Gates changes commanders in Afghanistan

US defense Secretary Robert Gates has asked for the top US commander in Afghanistan, Gen. David McKiernan to resign and recommended he be replaced by a former Special Operations officer in Iraq, Lt. Gen. Stanley A. McChrystal.
He made the announcement without explanation at a Pentagon news conference Monday, May 11, attended also by Chairman of the Joint Chiefs of Staff Adm. Mike Mullen.
debkafile‘s military sources report that the unusual step of changing commanders in mid-war indicates that the situation on the Afghan front is a lot more serious than apparent from official accounts. It may also reflect a sharp difference of opinion between the Obama administration and the high command as represented by Gen. McKiernan.
Western military experts have long been critical of US and British war strategy in Afghanistan. Taliban and al Qaeda manage are rapidly moving in on large stretches of the country, while US and UK units are too slow and cumbersome to cut them off.
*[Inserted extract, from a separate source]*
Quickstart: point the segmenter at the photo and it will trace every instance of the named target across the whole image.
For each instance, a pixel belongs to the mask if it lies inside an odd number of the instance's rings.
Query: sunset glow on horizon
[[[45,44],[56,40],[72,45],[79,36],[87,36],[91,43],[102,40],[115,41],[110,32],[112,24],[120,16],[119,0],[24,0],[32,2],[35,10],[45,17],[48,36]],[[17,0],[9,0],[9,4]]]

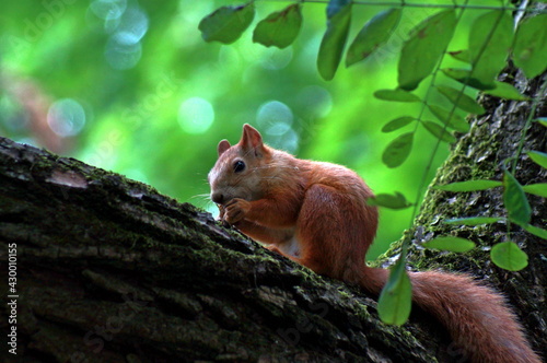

Their old-fashioned, slow combat techniques give the fast-moving enemy the upper hand.
Required in Afghanistan, say most experts, are small, swift units armed with massive firing power – not unwieldy groups which are lodged in large bases and emerge for forays against the enemy. Taliban and al Qaeda keep track of US troop movements through local informants employed at their bases and so deny them the element of surprise.
Last week, Gates was in Afghanistan and visited the large Camp Leatherneck base under construction in the embattled southern province of Helmand on the Pakistan border. This base is designed to accommodate the 17,000 extra troops Obama has approved for Afghanistan in the summer.
The defense secretary apparently received the impression that Gen. McKiernan was not planning a change in tactics and therefore decided to replace him.
The incoming chief, Gen. McChrystal, currently the director of the joint staff, was forward commander of the US military’s covert Joint Special Operations Command from 2006 to August 2008, which was responsible for tracking down and killing al Qaeda leader Abu Musab al Zarqawi in April 2006, as well as high-profile Sunni insurgents.
Gates seems to believe that McChrystal’s special operations tactics may succeed better in breaking Talilban-al Qaeda resistance than the more traditional methods of the departing Gen. McKiernan.